Le rapport sur le grand emprunt remis à Sarkozy
Catégorie : Général | Le 19 novembre 2009La commission Juppé-Rocard est parvenue à un accord sur le montant du grand emprunt qui devrait être de 35 milliards d’euros et pourrait atteindre 60 milliards avec l’apport du secteur privé.
La commission Juppé-Rocard doit remettre son rapport sur le grand emprunt à Nicolas Sarkozy jeudi 19 novembre à 11h30. Si le montant de l’emprunt devrait être de 35 milliards d’euros, cette somme étant levée auprès des marchés et pouvant atteindre 60 milliards avec l’apport du secteur privé, le président de la République doit trancher sur la question début décembre.
Alors que le Trésor juge que la France, déjà lourdement endettée, a une capacité d’emprunt supplémentaire de 20 à 30 milliards d’euros, une partie de la majorité avait plaidé pour un effort plus ambitieux de 50 à 100 milliards. Mais Bruxelles a demandé la semaine dernière à la France de ramener son déficit public dans la limite de 3% du PIB d’ici 2013.
7 priorités
L’enseignement supérieur et la recherche, première des sept priorités stratégique retenues, se taillent la part du lion: la commission recommanderait de leur consacrer 16 milliards d’euros. Sur ces 16 milliards, 13,5 seraient attribués au développement des campus universitaires et 2 à la recherche.

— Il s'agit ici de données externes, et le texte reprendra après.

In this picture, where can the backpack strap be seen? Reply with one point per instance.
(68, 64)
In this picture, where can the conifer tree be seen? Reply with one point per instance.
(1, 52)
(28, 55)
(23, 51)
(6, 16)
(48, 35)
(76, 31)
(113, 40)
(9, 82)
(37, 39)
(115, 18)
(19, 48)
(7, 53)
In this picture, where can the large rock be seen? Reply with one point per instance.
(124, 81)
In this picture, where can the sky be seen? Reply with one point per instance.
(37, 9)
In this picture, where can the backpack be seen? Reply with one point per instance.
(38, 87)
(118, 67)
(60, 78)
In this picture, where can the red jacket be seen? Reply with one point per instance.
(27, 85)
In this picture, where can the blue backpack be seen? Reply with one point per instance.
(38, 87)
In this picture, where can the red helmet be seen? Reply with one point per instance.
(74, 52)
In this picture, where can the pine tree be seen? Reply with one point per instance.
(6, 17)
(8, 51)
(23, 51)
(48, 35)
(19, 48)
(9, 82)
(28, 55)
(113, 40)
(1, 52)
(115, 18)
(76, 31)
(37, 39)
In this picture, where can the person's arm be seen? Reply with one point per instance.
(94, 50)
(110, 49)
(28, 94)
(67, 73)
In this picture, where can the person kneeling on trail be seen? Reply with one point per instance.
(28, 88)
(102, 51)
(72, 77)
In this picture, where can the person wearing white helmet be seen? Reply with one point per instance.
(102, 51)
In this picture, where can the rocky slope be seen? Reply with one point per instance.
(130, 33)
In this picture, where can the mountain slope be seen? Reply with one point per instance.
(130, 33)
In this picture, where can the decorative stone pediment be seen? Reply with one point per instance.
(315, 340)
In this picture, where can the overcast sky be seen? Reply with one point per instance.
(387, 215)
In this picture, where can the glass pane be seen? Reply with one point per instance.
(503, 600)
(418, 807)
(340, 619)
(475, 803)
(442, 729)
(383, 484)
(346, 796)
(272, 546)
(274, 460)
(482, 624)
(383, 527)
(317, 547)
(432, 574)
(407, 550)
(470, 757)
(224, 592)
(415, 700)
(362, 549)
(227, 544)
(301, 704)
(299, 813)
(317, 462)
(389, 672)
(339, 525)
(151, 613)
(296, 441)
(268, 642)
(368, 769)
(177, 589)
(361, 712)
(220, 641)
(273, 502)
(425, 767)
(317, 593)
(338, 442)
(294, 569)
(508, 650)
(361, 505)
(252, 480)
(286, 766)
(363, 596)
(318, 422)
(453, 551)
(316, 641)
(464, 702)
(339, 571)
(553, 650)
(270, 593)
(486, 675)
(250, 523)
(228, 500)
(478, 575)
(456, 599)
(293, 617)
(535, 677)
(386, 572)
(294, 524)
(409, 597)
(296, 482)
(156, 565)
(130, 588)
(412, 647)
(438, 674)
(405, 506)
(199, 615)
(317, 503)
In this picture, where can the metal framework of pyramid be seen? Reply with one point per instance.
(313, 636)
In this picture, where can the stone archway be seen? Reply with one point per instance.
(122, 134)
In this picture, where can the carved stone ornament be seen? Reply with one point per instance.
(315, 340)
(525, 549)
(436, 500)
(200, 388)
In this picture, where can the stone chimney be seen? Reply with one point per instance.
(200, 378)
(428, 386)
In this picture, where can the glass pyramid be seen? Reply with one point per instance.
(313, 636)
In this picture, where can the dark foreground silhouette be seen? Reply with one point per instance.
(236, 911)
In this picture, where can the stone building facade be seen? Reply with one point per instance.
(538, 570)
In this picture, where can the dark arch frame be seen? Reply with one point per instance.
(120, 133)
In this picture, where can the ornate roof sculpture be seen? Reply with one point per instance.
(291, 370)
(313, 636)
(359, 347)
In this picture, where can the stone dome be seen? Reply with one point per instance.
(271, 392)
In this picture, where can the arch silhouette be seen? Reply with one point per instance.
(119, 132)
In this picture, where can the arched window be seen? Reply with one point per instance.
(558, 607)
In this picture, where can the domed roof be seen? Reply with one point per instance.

10 milliards seraient ainsi dévolus à une « agence nationale des campus », selon Le Figaro, qui serait chargée de faire émerger « des campus capables de concurrencer les meilleurs mondiaux ». 3,5 milliards iraient au « développement de quatre à six campus d’innovation technologique » et 2 milliards à des initiatives pédagogiques innovantes et à des bourses « visant à attirer ou faire revenir en France des chercheurs de haut niveau ». 500 millions seraient encore destinés à accélérer la création de 25.000 places d’internats d’excellence pour le lycée et les filières sélectives du supérieur et « contrer la désaffection des jeunes pour les études scientifiques et mathématiques ».
« Ville de demain »
La commission proposerait aussi à l’Etat de consacrer 4 milliards d’euros à l’économie numérique: internet très haut débit, fibre optique, nouveaux concepts d’ordinateurs, aide aux « réseaux intelligents » de toute nature.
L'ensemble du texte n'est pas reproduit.